For example, with 2048-bit RSA certificates and a cipher suite like
`AES256-SHA`, the server needs 6 times more CPU power than the
client. However, if we use `DHE-RSA-AES256-SHA` instead, the server
needs 34% less CPU power. The most efficient cipher suite from the
server point of view seems to be something like `DHE-DSS-AES256-SHA`
where the server needs half the power of the client.

However, you can't really use only these shiny cipher suites:

 1. Some browsers do not support them: they are limited to RSA cipher
    suites.[^1]
 2. Using them will increase your regular load a lot. Your servers may
    collapse with just legitimate traffic.
 3. They are expensive for some mobile clients: they need more memory,
    more processing power and will drain battery faster.

[^1]: Cipher suites supported by all browsers are `RC4-MD5`, `RC4-SHA`
      and `3DES-SHA`. <del>Support for `DHE-DSS-AES256-SHA` requires TLS
      1.2</del> <del>(not supported by any browser).</del>

Let's dig a bit more on why the server needs more computational power
in the case of RSA. Here is a TLS handshake when using a cipher suite
like `AES256-SHA`:

![TLS full handshake][s2]
[s2]: [[!!images/benchs-ssl/ssl-handshake.svg]] "Full TLS handshake"

When sending the _Client Key Exchange_ message, the client will
**encrypt** TLS version and 46 random bytes with the public key of the
certificate sent by the server in its _Certificate_ message. The
server will have to **decrypt** this message with its private
key. These are the two most expensive operations in the
handshake. Encryption and decryption are done with [RSA][rsa] (because
of the selected cipher suite). To understand why decryption is more
expensive than encryption, let me explain how RSA works.

First, the server needs a public and a private key. Here are the main
steps to generate them:

 1. Pick two random distinct [prime numbers][prime] ·p· and ·q·, each
    roughly the same size.
 2. Compute ·n=pq·. It is the _modulus_.
 3. Compute ·\varphi(n)=(p-1)(q-1)·.
 4. Choose an integer ·e· such that ·1<e<\varphi(n)· and
    ·\gcd(\varphi(n),e) = 1· (i.e. ·e· and ·\varphi(n)· are
    [coprime][coprime]). It is the _public exponent_.
 5. Compute ·d=e^{-1}\bmod\varphi(n)·. It is the _private key
    exponent_.

The **public key** is ·(n,e)· while the **private key** is ·(n,d)·. A
message to be encrypted is first turned into an integer ·m<n· (with
some appropriate padding). It is then encrypted to a ciphered message
·c· with the public key and should only be decrypted with the private
key:

 - ·c=m^e\bmod n·  (encryption)
 - ·m=c^d\bmod n·  (decryption)

So, why is decryption more expensive? In fact, the key pair is not
really generated like I said above. Usually, ·e· is a small fixed
prime number with a lot of 0, like 17 (`0x11`) or 65537 (`0x10001`)
and ·p· and ·q· are chosen such that ·\varphi(n)· is coprime with
·e·. This allows encryption to be fast using
[exponentiation by squaring][squaring]. On the other hand, its inverse
·d· is a big number with no special property and therefore,
exponentiation is more costly and slow.

Instead of computing ·d· from ·e·, it is possible to choose ·d· and
compute ·e·. We could choose ·d· to be small and coprime with
·\varphi(n)· and then compute ·e=d^{-1}\bmod\varphi(n)· and get
blazingly fast decryption. Unfortunately, there are two problems with
this:

 - Most TLS implementations expect ·e· to be a 32-bit integer.
 - If ·d· is too small (less than one-quarter as many bits as the
   modulus ·n·), it can be
   [computed efficiently from the public key][wiener].

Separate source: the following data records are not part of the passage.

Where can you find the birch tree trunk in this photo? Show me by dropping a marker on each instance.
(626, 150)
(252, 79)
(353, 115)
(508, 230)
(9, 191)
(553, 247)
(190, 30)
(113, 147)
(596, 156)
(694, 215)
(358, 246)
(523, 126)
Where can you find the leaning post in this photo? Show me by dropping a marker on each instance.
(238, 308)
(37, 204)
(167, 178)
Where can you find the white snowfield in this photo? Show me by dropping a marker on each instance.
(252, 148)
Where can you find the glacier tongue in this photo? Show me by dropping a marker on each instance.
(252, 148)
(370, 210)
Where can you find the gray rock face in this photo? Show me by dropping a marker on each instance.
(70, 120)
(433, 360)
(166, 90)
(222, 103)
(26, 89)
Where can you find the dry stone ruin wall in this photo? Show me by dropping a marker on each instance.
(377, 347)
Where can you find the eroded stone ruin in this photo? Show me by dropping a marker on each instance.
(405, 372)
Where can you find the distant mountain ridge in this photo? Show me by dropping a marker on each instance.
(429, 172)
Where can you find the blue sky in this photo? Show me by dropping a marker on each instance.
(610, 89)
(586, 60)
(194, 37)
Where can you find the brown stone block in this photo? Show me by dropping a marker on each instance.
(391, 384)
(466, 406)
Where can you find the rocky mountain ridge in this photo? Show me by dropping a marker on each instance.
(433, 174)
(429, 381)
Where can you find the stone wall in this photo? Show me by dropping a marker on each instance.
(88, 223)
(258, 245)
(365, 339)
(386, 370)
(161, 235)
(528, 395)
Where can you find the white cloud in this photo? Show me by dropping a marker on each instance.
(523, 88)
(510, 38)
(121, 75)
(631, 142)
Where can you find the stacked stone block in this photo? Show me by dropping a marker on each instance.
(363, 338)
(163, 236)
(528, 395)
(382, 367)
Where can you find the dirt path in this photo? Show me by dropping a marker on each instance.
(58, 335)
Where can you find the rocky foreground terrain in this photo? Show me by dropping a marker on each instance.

Therefore, we cannot use a small private exponent. The best we can do
is to choose the public exponent to be ·e'=4294967291· (the biggest
prime 32-bit number and it contains only one 0). However, there is no
change as you can see on our comparative plot.

To summarize, no real solution here. You need to allow RSA cipher
suites and there is no way to improve the computational ratio between
the server and the client with such a cipher suite.

# Things get worse

Shortly after the release the [denial of service tool][thc], Eric
Rescorla[^0] published a
[good analysis on the impact of such a tool][educated]. He asks
himself about the efficiency to use renegotiation for such an attack:

> What you should be asking at this point is whether a computational DoS
> attack based on renegotiation is any better for the attacker than a
> computational DoS attack based on multiple connections. The way we
> measure this is by the ratio of the work the attacker has to do to the
> work that the server has to do. I've never seen any actual
> measurements here (and the THC guys don't present any), but some back
> of the envelope calculations suggest that the difference is small.
>
> If I want to mount the old, multiple connection attack, I need to
> incur the following costs:
>
>  1. Do the TCP handshake (3 packets)
>  2. Send the SSL/TLS _ClientHello_ (1 packet). This can be a canned message.
>  3. Send the SSL/TLS _ClientKeyExchange_, _ChangeCipherSpec_,
>     _Finished_ messages (1 packet). These can also be canned.
>
> Note that I don't need to parse any SSL/TLS messages from the server,
> and I don't need to do any cryptography. I'm just going to send the
> server junk anyway, so I can (for instance) send the same bogus
> _ClientKeyExchange_ and _Finished_ every time. The server can't find
> out that they are bogus until it's done the expensive part. So,
> roughly speaking, this attack consists of sending a bunch of canned
> packets in order to force the server to do one RSA decryption.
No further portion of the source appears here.